GeriSeyahat Nazilerin vahşetini görmeye gitmiştim büyüleyici bir kültür şehriyle karşılaştım
MENÜ
  • Yazdır
  • A
    Yazı Tipi
  • Hürriyet Twitter
    • Yazdır
    • A
      Yazı Tipi
Nazilerin vahşetini görmeye gitmiştim büyüleyici bir kültür şehriyle karşılaştım

Nazilerin vahşetini görmeye gitmiştim büyüleyici bir kültür şehriyle karşılaştım

38 yaşında, klasik müzik ve edebiyat meraklısı bir avukat Feyzi Erçin. 15 yıldır her fırsatta, iş gezilerinin dışında, tüm tatillerinde de dünyayı geziyor.

Yılda en az iki kez 10’ar günlük yurtdışı seyahatlerine çıkıyor. Önce müziği, edebiyatı, mimarisine hayran olduğu Avrupa’yı şehir şehir gezdi. Ardından Latin Amerika, Uzakdoğu ve Afrika’ya uzandı. Bugüne kadar 42 ülkeye ayak bastı. "Latin kültürüyle tanıştıktan sonra Avrupa medeniyetinin yüceliğine inancım azaldı" diyen Erçin, Avrupa’nın kültür başkentlerinden Krakow’u anlattı.

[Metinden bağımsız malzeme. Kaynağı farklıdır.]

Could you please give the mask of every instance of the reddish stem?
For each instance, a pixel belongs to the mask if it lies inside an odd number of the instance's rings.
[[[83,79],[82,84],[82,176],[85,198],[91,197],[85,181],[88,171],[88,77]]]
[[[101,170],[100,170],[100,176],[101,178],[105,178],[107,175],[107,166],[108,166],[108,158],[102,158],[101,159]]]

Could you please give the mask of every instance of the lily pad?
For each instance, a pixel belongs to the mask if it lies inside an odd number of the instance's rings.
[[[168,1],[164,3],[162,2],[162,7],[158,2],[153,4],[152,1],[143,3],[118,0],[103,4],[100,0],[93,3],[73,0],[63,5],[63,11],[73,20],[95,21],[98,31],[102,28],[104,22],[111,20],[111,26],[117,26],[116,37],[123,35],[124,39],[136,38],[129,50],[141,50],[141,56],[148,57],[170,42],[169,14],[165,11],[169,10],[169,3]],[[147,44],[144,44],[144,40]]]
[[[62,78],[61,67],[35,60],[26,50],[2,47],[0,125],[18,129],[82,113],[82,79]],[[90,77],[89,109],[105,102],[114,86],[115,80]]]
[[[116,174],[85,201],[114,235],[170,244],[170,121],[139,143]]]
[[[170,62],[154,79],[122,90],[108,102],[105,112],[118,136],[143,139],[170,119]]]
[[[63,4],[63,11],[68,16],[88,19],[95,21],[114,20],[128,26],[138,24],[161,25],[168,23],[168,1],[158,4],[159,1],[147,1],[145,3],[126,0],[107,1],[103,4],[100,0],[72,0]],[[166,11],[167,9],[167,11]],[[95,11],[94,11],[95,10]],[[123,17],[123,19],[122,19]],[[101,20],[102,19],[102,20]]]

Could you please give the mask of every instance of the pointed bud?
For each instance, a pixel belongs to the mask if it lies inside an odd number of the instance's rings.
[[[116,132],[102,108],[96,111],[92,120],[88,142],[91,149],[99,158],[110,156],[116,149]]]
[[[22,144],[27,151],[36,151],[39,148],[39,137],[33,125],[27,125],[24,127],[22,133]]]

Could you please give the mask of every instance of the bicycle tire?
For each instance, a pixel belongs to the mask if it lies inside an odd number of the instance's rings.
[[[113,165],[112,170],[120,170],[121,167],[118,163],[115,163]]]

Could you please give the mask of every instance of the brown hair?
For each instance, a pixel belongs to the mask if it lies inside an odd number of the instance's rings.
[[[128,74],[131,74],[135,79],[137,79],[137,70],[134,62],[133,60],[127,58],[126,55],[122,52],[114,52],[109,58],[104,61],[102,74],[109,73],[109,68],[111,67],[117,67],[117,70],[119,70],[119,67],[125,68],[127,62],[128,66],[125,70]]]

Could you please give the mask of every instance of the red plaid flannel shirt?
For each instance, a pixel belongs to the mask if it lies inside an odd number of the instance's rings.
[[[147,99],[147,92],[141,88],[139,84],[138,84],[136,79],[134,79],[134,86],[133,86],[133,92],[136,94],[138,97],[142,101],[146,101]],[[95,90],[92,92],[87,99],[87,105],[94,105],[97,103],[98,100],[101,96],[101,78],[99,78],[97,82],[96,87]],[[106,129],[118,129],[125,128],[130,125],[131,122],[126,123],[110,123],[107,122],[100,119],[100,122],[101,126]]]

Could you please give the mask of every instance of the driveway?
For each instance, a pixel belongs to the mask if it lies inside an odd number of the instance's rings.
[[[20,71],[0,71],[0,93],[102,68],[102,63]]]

İlk yurtdışı gezime üniversiteden mezun olduğum yıl çıktım. 1993’te Almanya’dan uluslararası değişim programıyla gelen öğrencilere ev sahipliği yapmıştım. İadeiziyaret için Almanya - İsviçre sınırındaki Konstanz’a gittim. Fırsattan yararlanıp Köln, Frankfurt, Münih ve en büyük tutkum Bayreuth’a uğradım. 10 günlük tur, Konstanz’daki öğrenci partisiyle bitti. 1999’a kadar Avrupa’nın birçok şehrini gezdim. Bazı Balkan ve eski SSCB ülkeleri hariç, görmediğim yer kalmadı sayılır. Rotalarımı önceleri klasik müzik tutkum, Avrupa kültürüne hayranlığım yönlendirdi. Örneğin çok sevdiğim bestecilerin yaşadığı yerleri görmek üzere Budapeşte, Prag, Viyana’ya gittim. 2000’e kadar her fırsatı, yani iş gezisi ve tatili Avrupa’yı keşfetmek için kullandım.

KÜBA, BAKIŞIMI DEĞİŞTİRDİ

İş için gittiğim Güney Afrika ve Japonya’yı bir kenara bırakırsak, ilk yedi yılda Avrupa’yı gezdim. 2000’de, çok sevdiğim bir dostumun yönlendirmesiyle, aslında pek de merak etmeden Küba’ya gittim. Bu gezi ufkumu açtı. Hatta, Avrupa medeniyetine inancım azalmaya başladı. Diğer kültürlerin insanı besleyen zenginliklerini fark ettim. Sonraki yıllarda uzun tatillerimin neredeyse tamamında Afrika, Güney Amerika, Asya’ya gittim. Her yerde çok mutlu oldum. Hepsini çok sevdim. Cibuti hariç! Çünkü Fransa-Arap karışımı ve her iki kültürün en kötü yanlarını almışlar. Başıma gelmedik kalmadı, üç gün burnumdan geldi. Tam bir zaman kaybıydı. Aynı gezinin Etiyopya bölümü çok güzel geçti. Karşılaştığım tarih ve kültürel zenginlik, tahminimin ötesindeydi: Judaizmin kökenleri, mimari ve insanoğlunun ilk yaşam örneklerini görmek mümkündü. Ayrıca, misafirperver bir ulustu.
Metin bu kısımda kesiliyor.